Tapping the Market for Managed Mainframe Services

Tapping the Market for Managed Mainframe Services

Mainframes may seem like a relic from an earlier era of IT, like word processors or mobile devices that don’t make phone calls or link to the Internet. But according to a new survey from BMC Software, mainframe computing is alive and well, and mainframe services may prove a valuable area for MSPs serving the SMB market to explore.

The survey of 1,264 mainframe users from companies of all sizes indicates that 90 percent of respondents consider mainframe to be a long-term solution, and 50 percent agreed it will attract new workloads. However, not all is well is mainframe-land. For example, at least 75 percent of respondents experience staffing problems, in no small part due to many experts in this well-established IT field nearing or reaching retirement age. Almost four in 10 (39 percent) reported at least one unplanned mainframe outage. More than 55 percent reported they need to integrate the mainframe into enterprise IT systems comprised of multiple mainframe and distributed platforms. And 69 percent said keeping IT costs down is their top mainframe priority, up sharply from 60 percent just one year ago.

BMC Software’s admittedly self-serving recommendation (BMC specializes in providing mainframe solutions and support) is for mainframe users to use more “more automated, self-learning software.” However, this is actually pretty solid advice, especially for smaller organizations who cannot afford to bring in new employees or consultants, or possibly even to host an onsite mainframe. This is where MSPs come in.

Managed Mainframe Services Ideally Suit SMBs

The robustness and processing power of mainframes can provide a tremendous advantage to SMBs, who need all the automated help they can get to supplement the capabilities of typically overwhelmed small staffs. However, as mentioned above, hosting a mainframe is not a realistic option for many smaller enterprises, and even if they do host one, integration, operation and maintenance are formidable tasks.
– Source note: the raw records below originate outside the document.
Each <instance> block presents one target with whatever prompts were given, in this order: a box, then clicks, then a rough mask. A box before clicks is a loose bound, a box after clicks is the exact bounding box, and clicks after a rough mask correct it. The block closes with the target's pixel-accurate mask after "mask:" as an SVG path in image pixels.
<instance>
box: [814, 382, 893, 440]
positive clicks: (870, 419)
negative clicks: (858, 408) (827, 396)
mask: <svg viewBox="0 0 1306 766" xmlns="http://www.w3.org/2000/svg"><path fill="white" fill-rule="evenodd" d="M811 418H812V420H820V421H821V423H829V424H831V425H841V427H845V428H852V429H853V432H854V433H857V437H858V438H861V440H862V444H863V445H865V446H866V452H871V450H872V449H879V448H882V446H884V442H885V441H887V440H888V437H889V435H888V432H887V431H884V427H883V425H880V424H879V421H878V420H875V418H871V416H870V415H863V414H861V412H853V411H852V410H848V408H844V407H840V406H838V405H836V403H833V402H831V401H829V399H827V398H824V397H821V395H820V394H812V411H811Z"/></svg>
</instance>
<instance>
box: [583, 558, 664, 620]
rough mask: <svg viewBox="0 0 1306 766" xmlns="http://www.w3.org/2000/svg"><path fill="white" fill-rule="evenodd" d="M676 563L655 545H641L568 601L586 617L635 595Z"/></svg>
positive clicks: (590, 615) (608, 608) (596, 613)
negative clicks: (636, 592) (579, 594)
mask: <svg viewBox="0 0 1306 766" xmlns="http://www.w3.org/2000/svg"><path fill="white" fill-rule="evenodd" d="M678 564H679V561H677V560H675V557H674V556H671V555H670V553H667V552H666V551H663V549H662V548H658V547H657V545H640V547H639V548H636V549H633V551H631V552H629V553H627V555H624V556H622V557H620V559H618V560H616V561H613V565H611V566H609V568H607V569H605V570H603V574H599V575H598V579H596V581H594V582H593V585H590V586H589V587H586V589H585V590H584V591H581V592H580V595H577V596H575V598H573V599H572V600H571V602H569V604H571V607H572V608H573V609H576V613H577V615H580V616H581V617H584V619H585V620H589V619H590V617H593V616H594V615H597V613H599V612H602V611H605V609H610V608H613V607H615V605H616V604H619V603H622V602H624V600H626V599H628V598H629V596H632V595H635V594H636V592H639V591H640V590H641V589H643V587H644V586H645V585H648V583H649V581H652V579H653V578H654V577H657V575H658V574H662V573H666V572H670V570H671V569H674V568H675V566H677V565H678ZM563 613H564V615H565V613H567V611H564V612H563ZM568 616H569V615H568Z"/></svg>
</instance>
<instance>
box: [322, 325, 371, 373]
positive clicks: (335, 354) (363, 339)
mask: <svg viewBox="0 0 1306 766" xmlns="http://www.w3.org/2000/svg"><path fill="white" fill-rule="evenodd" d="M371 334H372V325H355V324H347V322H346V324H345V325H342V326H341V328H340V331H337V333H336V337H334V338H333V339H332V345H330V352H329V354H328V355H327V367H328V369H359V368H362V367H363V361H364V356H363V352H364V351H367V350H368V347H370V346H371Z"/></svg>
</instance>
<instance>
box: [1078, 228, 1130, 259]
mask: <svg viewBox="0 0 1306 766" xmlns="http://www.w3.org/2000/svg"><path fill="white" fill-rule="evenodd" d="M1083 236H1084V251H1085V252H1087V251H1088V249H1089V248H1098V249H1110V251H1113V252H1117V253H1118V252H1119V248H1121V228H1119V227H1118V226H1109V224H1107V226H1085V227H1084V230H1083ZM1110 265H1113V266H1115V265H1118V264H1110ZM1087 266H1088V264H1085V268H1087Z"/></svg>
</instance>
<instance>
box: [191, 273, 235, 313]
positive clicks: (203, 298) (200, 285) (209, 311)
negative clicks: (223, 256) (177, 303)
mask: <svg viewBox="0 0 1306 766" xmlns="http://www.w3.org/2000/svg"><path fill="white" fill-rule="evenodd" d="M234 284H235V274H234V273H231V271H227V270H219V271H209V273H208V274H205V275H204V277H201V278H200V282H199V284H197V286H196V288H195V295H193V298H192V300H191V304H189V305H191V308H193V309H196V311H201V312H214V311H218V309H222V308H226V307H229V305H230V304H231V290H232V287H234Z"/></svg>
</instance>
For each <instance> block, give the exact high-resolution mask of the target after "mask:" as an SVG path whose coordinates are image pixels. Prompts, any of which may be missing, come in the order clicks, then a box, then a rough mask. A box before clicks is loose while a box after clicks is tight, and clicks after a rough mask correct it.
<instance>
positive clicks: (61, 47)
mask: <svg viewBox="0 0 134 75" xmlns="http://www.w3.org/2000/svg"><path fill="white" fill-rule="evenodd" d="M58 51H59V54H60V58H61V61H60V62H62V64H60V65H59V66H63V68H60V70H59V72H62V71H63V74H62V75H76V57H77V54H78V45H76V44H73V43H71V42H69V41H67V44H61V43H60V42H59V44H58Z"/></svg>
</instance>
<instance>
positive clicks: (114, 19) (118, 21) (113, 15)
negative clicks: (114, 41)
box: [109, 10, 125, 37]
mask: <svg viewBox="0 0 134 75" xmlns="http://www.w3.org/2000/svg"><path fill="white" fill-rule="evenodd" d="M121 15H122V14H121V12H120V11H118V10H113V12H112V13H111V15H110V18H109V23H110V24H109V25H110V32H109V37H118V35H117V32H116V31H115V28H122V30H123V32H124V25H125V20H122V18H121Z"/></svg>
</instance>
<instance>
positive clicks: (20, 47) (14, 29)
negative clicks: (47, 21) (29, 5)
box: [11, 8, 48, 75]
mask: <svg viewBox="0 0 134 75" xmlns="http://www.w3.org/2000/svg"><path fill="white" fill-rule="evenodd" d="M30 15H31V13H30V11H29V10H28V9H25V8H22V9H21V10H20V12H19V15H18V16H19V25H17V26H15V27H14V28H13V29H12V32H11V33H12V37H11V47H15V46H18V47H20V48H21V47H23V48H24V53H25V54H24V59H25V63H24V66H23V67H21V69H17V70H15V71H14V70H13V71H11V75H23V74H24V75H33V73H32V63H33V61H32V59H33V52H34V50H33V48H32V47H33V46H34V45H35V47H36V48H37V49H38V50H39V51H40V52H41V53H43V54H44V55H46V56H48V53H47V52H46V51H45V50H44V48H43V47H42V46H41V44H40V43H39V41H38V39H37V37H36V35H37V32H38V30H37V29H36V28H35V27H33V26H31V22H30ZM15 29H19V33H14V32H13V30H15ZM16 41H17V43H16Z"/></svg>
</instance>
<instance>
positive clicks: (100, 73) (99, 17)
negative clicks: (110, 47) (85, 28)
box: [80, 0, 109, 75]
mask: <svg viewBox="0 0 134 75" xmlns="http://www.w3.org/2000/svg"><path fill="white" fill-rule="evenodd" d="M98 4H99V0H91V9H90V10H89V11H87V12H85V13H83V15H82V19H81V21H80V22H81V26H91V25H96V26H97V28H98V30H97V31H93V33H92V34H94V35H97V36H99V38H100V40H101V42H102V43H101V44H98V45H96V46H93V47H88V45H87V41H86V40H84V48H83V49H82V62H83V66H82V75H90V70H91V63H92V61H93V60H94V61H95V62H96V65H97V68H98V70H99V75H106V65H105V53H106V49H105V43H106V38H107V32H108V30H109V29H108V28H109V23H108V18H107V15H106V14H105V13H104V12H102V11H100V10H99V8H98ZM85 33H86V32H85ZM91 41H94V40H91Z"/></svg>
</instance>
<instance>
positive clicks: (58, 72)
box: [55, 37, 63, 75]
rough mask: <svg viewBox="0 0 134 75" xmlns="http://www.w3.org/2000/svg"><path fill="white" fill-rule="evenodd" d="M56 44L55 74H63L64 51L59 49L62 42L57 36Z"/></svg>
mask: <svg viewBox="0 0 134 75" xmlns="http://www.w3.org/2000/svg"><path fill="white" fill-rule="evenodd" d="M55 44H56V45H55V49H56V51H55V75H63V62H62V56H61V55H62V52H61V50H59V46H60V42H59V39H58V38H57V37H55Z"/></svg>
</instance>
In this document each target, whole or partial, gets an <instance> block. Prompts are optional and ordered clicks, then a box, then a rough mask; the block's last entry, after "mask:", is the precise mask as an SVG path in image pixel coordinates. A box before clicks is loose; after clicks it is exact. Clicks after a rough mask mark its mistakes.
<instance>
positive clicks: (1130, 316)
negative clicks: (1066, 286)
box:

The fact that about 40 percent of mainframe users of all sizes report unplanned outages attests to this fact.

MSPs can take the difficulty out of mainframe operation for SMBs. That can include a complete hosting program or supplying the support services and specialized software needed on a managed basis. And MSPs who may be a little rusty on the ways of mainframes themselves can tap into the crop of newly retired experts, who may no longer want to work full-time but may find part-time consulting work a better option than Social Security. Big computers can offer big rewards to small companies, and MSPs can play a big role in making that happen.